Robbie Williams: Откровение - стр. 59
Но ты часто устраивал, так сказать, смотрины.
«Да уж. Смотрин я провел много».
А зачем?
«Да много причин. Компания чтоб была. Быстрое удовольствие. С прицелом на удовольствие долговременное».
Справедливым ли будет утверждение, что, хотя ты очевидно получал и компанию, и быстрое удовольствие, ты часто напряженно раздумывал: может быть, кто-то когда-то окажется чем-то бо́льшим, чем это… но тут же решал, что не окажется?
«Да. Ты, конечно, хочешь, чтобы что-то хорошее произошло. Ты хочешь, чтоб очередная девушка оказалась той самой. Но у меня к тому же до того в общем не бывало такой роскоши, как свободное время. Что-то все время мешало: турне, пластинку записывать надо, промоушеном заниматься, в отель заселяться, тут и там всякие поклонники и просто народ в барах – прям перебор. И мне нужен был тот перерыв, чтобы кому-то… ну хороший шанс дать».
Мне казалось, что тебе каким-то образом требовалось и кому-то дать шанс, и себе самому. Я вот не уверен, что ты на самом деле раньше всем много шансов давал – себе в том числе. Это справедливое утверждение?
«Ага, я всегда ожидал, что во мне все закипит-забурлит и крышу сорвет – ну как в кино. А поскольку таких чувств у меня никто никогда не вызывал, я дальше шел. И думал такой себе: да уж, вот вступил я в отношения – и мне там не понравилось».

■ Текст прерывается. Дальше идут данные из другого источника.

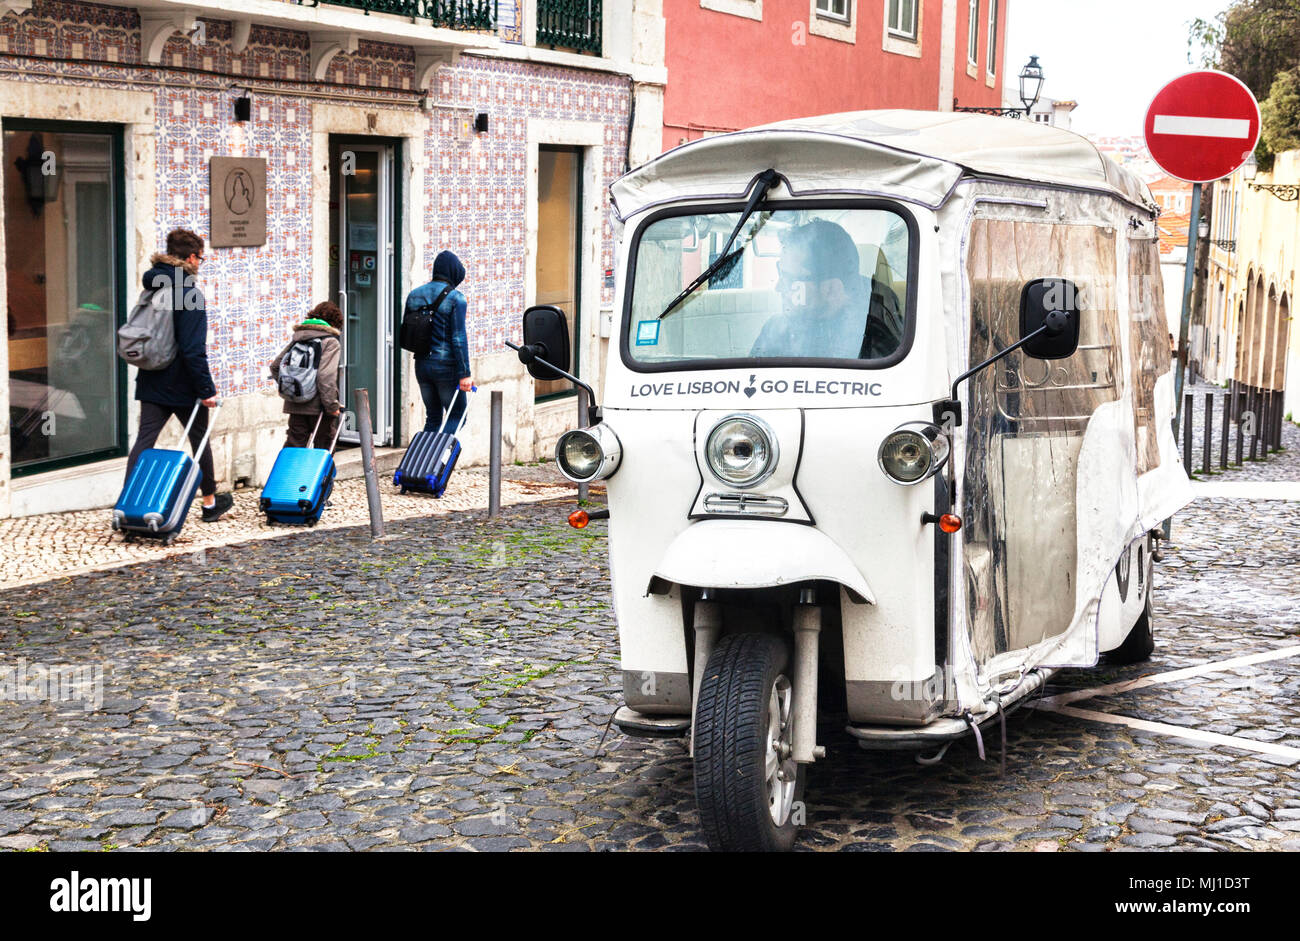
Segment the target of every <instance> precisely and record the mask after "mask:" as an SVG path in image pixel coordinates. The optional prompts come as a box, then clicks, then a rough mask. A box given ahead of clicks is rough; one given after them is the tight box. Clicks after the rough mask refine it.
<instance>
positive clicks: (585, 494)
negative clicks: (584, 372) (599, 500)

Сейчас иногда Роб, благодарный за то, что обрел новую жизнь, говорит, что в той беспечной холостяцкой жизни чувствовал себя отлично. Возможно, иногда, но, разумеется, не всегда. Одно из эссе, которое он показывает мне в Южной Африке, в начале описывает поездку в Нью-Йорк месяц назад с, как он мне объясняет, больной спиной: «Я полностью раздавлен. Женщины пытаются делать из меня дурака, а поскольку я все чаще хожу на свидания, то это все чаще и происходит. Я не шучу – я в говне реально. Спина болит, а на сердце – тяжесть.»
Его тон меняется от пресыщенно-циничного про любую, с которой он может познакомиться – он в отчаянии характеризует их как шпионок, играющих в большую игру во время холодной войны – и накручивания себя до лихорадочной надежды и веры: «И тут она входит… Я люблю ее. У нас будут дети. Красивые детки, читающие книжки про футбол… У нее такое лицо, ради которого другие женщины ложатся под нож пластического хирурга. Пожалуйста, неси мое семя!»
Но довольно скоро и в этой истории, как и почти во всем, что он писал в то время, он возвращается к горькому разочарованию – как будто свидания суть только бессмыслица, придуманная лишь для того, чтобы дразнить тебя нереальной мечтою, а потом обрушить на тебя еще одно доказательство того, как мироздание умеет разочаровывать.